Coordinates41°53′01.4″N 87°38′14.7″W / 41.883722°N 87.637417°W / 41.883722; -87.637417Coordinates: 41°53′01.4″N 87°38′14.7″W / 41.883722°N 87.637417°W / 41.883722; -87.637417
Construction started2018
Topped-outSeptember 2019
Estimated completion2020
Height
Roof817 feet (249 m)
Technical details
Floor count57
Design and construction
ArchitectGoettsch Partners
DeveloperHoward Hughes Corporation
Main contractorClark Construction

110 North Wacker, also known as the Bank of America Tower,[1] is a 57-floor skyscraper currently under construction in Chicago located at 110 North Wacker Drive.[2] It was developed by the Howard Hughes Corporation and Riverside Investment & Development.[3] It was designed by Goettsch Partners[1] with construction by Clark Construction.[4] A topping-out ceremony was held in September 2019 and the building is expected to open in the fall of 2020.[1]

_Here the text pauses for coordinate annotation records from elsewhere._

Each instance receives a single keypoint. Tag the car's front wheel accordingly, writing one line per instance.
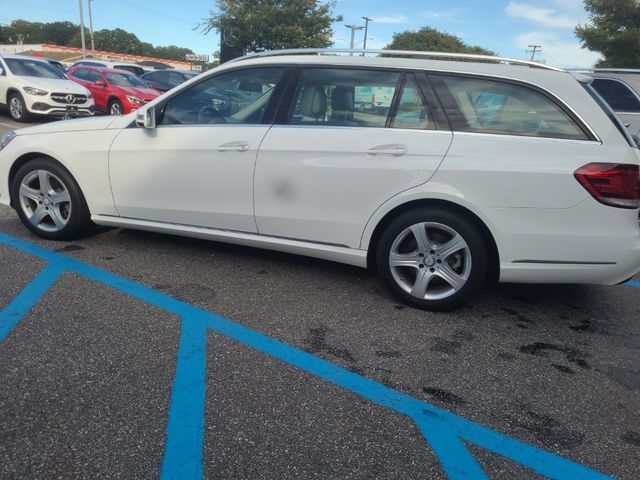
(17, 108)
(48, 201)
(432, 259)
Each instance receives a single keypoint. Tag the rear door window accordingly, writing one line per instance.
(617, 94)
(344, 97)
(412, 111)
(493, 106)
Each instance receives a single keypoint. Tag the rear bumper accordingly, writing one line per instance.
(589, 244)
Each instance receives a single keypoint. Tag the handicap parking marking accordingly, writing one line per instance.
(445, 432)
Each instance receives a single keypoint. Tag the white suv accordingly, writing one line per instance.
(471, 169)
(30, 86)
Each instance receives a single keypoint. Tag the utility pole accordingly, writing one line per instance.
(534, 50)
(84, 47)
(353, 33)
(366, 31)
(93, 45)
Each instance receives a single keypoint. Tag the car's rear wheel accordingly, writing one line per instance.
(115, 107)
(432, 259)
(49, 202)
(17, 108)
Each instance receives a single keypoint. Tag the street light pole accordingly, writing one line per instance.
(93, 45)
(366, 31)
(353, 33)
(84, 47)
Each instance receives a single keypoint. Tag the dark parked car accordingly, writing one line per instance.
(164, 80)
(621, 90)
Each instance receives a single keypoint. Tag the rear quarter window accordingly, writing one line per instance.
(493, 106)
(617, 94)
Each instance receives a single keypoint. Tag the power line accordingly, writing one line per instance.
(534, 50)
(127, 2)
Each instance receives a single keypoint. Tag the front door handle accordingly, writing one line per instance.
(233, 147)
(395, 150)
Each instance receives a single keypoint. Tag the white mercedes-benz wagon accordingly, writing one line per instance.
(437, 173)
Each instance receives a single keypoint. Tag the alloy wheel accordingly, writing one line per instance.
(430, 261)
(45, 200)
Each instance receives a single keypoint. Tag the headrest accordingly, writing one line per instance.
(342, 98)
(313, 102)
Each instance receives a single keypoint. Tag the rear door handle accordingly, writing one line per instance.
(233, 147)
(393, 150)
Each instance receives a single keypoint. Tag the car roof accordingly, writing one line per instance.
(102, 69)
(24, 57)
(477, 67)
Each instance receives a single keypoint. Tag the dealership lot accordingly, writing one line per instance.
(89, 371)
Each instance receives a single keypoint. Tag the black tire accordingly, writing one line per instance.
(469, 263)
(115, 104)
(19, 114)
(73, 216)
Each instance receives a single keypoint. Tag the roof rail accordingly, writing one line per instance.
(607, 70)
(396, 53)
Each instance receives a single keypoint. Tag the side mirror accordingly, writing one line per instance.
(146, 118)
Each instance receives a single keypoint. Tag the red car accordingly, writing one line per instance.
(114, 91)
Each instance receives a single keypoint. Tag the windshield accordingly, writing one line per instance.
(124, 80)
(32, 68)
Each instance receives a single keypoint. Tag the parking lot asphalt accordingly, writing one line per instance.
(99, 382)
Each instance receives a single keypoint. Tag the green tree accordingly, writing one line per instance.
(613, 31)
(271, 24)
(429, 39)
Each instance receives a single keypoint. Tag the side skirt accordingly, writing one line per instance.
(334, 253)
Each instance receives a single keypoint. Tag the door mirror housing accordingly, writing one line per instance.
(146, 118)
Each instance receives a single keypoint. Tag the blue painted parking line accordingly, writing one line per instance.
(445, 432)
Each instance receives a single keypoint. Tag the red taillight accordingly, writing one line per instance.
(611, 184)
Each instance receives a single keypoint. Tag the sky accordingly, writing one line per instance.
(504, 26)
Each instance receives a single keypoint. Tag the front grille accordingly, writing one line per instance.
(68, 98)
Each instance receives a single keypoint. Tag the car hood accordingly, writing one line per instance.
(77, 125)
(54, 85)
(141, 93)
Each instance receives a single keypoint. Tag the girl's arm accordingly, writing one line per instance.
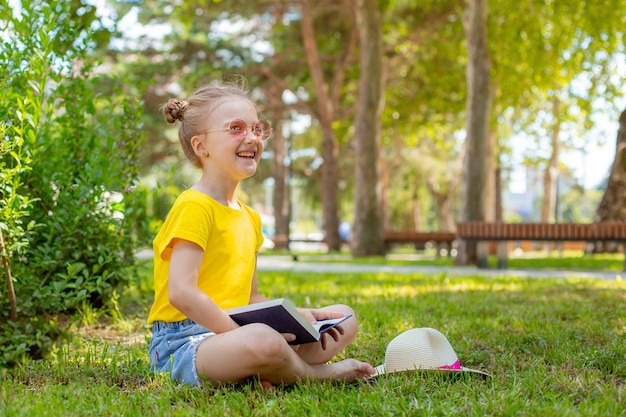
(184, 293)
(255, 297)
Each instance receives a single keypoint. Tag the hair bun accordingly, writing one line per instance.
(175, 110)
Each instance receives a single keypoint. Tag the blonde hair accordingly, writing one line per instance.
(192, 113)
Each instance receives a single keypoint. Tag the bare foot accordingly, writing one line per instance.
(350, 370)
(267, 385)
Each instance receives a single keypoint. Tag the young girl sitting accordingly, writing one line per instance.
(205, 262)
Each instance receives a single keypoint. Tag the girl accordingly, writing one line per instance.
(205, 262)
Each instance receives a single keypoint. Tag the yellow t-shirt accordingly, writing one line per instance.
(230, 239)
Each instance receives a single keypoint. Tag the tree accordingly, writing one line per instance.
(612, 207)
(477, 125)
(367, 237)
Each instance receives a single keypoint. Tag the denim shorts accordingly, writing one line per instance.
(173, 348)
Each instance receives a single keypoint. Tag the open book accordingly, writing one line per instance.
(281, 315)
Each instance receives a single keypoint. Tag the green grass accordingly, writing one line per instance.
(554, 348)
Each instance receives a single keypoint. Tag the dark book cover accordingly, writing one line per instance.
(282, 315)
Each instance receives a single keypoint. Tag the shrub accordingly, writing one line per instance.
(70, 134)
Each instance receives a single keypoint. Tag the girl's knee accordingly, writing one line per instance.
(264, 343)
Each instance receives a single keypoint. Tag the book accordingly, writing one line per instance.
(282, 316)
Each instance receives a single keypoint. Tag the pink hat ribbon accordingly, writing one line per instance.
(456, 366)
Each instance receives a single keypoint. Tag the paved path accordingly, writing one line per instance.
(286, 263)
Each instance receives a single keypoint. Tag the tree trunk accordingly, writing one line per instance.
(368, 233)
(551, 174)
(280, 172)
(477, 124)
(612, 207)
(330, 147)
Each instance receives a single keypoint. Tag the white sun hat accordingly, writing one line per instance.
(421, 349)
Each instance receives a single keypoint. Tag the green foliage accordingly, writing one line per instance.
(70, 135)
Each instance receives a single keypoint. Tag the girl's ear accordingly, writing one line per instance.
(198, 147)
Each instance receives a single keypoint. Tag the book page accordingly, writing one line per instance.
(324, 325)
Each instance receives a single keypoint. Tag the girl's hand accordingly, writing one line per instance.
(313, 315)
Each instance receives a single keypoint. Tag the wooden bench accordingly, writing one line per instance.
(554, 232)
(391, 237)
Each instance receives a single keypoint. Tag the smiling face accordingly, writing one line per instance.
(230, 158)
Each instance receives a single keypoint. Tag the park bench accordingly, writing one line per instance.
(393, 237)
(552, 232)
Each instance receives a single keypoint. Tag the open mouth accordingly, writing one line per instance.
(246, 154)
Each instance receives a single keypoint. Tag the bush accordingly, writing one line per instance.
(70, 134)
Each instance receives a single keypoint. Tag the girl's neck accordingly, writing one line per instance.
(220, 192)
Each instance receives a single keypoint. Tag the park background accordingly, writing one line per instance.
(390, 115)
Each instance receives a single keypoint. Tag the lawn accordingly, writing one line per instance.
(554, 348)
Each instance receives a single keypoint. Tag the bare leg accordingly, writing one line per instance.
(258, 350)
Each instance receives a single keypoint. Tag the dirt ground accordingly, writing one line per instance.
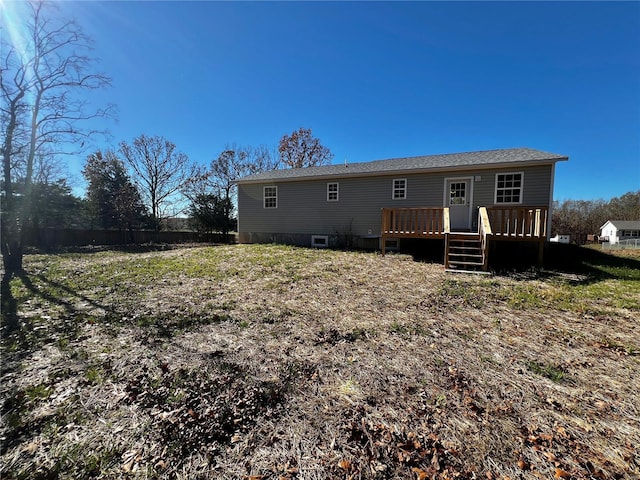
(271, 362)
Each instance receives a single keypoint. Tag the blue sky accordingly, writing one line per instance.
(381, 80)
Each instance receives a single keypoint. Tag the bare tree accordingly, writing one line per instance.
(160, 171)
(42, 78)
(302, 149)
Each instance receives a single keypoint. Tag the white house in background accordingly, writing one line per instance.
(561, 238)
(616, 231)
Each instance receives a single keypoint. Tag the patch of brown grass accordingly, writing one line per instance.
(268, 362)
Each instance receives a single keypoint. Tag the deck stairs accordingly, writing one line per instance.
(464, 253)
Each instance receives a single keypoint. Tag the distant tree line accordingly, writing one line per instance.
(580, 218)
(45, 76)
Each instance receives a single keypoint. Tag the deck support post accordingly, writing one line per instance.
(541, 246)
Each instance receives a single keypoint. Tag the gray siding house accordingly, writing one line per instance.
(374, 203)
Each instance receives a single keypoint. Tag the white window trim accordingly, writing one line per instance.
(337, 192)
(323, 238)
(495, 189)
(264, 196)
(393, 188)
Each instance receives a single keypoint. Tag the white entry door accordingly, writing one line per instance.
(458, 199)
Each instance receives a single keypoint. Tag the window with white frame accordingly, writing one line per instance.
(333, 191)
(399, 189)
(270, 197)
(458, 193)
(509, 187)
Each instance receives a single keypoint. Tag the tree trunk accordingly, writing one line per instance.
(12, 251)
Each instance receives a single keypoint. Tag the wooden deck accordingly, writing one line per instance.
(521, 223)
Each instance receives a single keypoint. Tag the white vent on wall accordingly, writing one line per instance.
(319, 241)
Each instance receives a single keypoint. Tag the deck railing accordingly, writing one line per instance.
(484, 231)
(415, 222)
(518, 223)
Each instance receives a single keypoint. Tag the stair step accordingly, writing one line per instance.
(458, 262)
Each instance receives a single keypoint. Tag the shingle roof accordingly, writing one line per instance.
(626, 224)
(486, 158)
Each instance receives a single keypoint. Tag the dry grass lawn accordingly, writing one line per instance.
(273, 362)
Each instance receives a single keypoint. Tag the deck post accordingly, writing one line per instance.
(541, 253)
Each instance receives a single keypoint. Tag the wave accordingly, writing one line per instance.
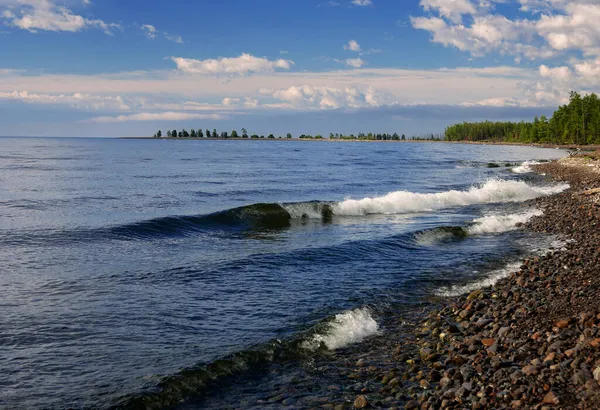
(492, 191)
(490, 224)
(343, 329)
(443, 233)
(489, 280)
(346, 328)
(525, 167)
(501, 223)
(276, 216)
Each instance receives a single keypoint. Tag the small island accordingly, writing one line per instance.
(575, 123)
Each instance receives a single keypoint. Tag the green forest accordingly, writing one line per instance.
(577, 122)
(214, 134)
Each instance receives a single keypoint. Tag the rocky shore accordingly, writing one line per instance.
(530, 341)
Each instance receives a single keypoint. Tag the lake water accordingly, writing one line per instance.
(135, 270)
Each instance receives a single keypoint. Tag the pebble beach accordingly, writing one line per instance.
(531, 341)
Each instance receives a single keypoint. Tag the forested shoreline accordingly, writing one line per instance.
(577, 123)
(214, 134)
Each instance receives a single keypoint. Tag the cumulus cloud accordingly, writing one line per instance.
(34, 15)
(352, 46)
(156, 116)
(76, 100)
(151, 32)
(242, 65)
(355, 62)
(550, 27)
(326, 98)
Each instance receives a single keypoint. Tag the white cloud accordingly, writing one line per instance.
(242, 65)
(156, 116)
(345, 88)
(175, 39)
(76, 100)
(352, 46)
(355, 62)
(149, 31)
(227, 102)
(362, 3)
(326, 98)
(550, 28)
(451, 9)
(34, 15)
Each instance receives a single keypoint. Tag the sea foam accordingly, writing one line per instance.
(501, 223)
(346, 328)
(525, 167)
(489, 280)
(492, 191)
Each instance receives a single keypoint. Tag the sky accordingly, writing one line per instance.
(114, 68)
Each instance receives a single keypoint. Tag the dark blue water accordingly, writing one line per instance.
(123, 262)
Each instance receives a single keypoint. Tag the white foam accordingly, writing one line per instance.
(525, 167)
(432, 237)
(493, 191)
(501, 223)
(346, 328)
(490, 280)
(304, 210)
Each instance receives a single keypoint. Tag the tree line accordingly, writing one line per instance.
(201, 133)
(577, 122)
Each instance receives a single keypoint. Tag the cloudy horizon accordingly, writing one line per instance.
(83, 68)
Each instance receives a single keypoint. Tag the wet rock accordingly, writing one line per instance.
(530, 370)
(361, 402)
(551, 398)
(488, 342)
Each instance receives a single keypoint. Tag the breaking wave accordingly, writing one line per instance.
(493, 191)
(346, 328)
(489, 280)
(339, 331)
(525, 168)
(275, 216)
(490, 224)
(501, 223)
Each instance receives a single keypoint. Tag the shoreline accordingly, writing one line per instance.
(516, 144)
(532, 340)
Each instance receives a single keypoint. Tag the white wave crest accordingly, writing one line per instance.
(493, 191)
(300, 210)
(501, 223)
(490, 280)
(525, 167)
(346, 328)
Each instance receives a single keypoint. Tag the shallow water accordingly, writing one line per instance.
(124, 262)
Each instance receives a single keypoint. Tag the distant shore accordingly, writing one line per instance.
(519, 144)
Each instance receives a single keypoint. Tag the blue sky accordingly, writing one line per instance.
(128, 68)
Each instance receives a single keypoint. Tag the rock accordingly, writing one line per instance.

With a height of 816.83 feet (248.97 m) and containing 57 stories,[5][1] it is the tallest all-commercial building in Chicago since Two Prudential Plaza in 1990.[2] Bank of America has committed to leasing 500,000 square feet (46,000 m2) of office space in the building.[2] Perkins Coie has also signed a lease to the building.[6]

Construction[edit]

Two Caterpillar surround a half-demolished building in its surrounding rubble.
Demolition of the GGP building

The address was previously the site of the GGP building, which was constructed in 1958 and served as the headquarters of Morton Salt until 1990, after which it was the headquarters of General Growth Properties (GGP) starting in 1997.[7] The Howard Hughes Corporation and Riverside Investment & Development purchased the site in 2014, and plans for a new building were announced in early 2017, being approved by the Chicago Plan Commission in March and again in revised form in December.[8]

In 2017 GGP agreed to leave the premises starting in early 2018.[7] In August 2017 the Illinois Historic Preservation Agency found that the GGP building was eligible for the National Register of Historic Places,[7] which resulted in the United States Army Corps of Engineers giving public notice that demolition of the building would constitute an "adverse effect" on the surroundings.[9] This required a period for public comments and could have jeopardized the future of the development.[9] It was ultimately decided that some of the facade of the GGP building would be incorporated into the base of the new building, and the GGP building was demolished beginning in January 2018.[8]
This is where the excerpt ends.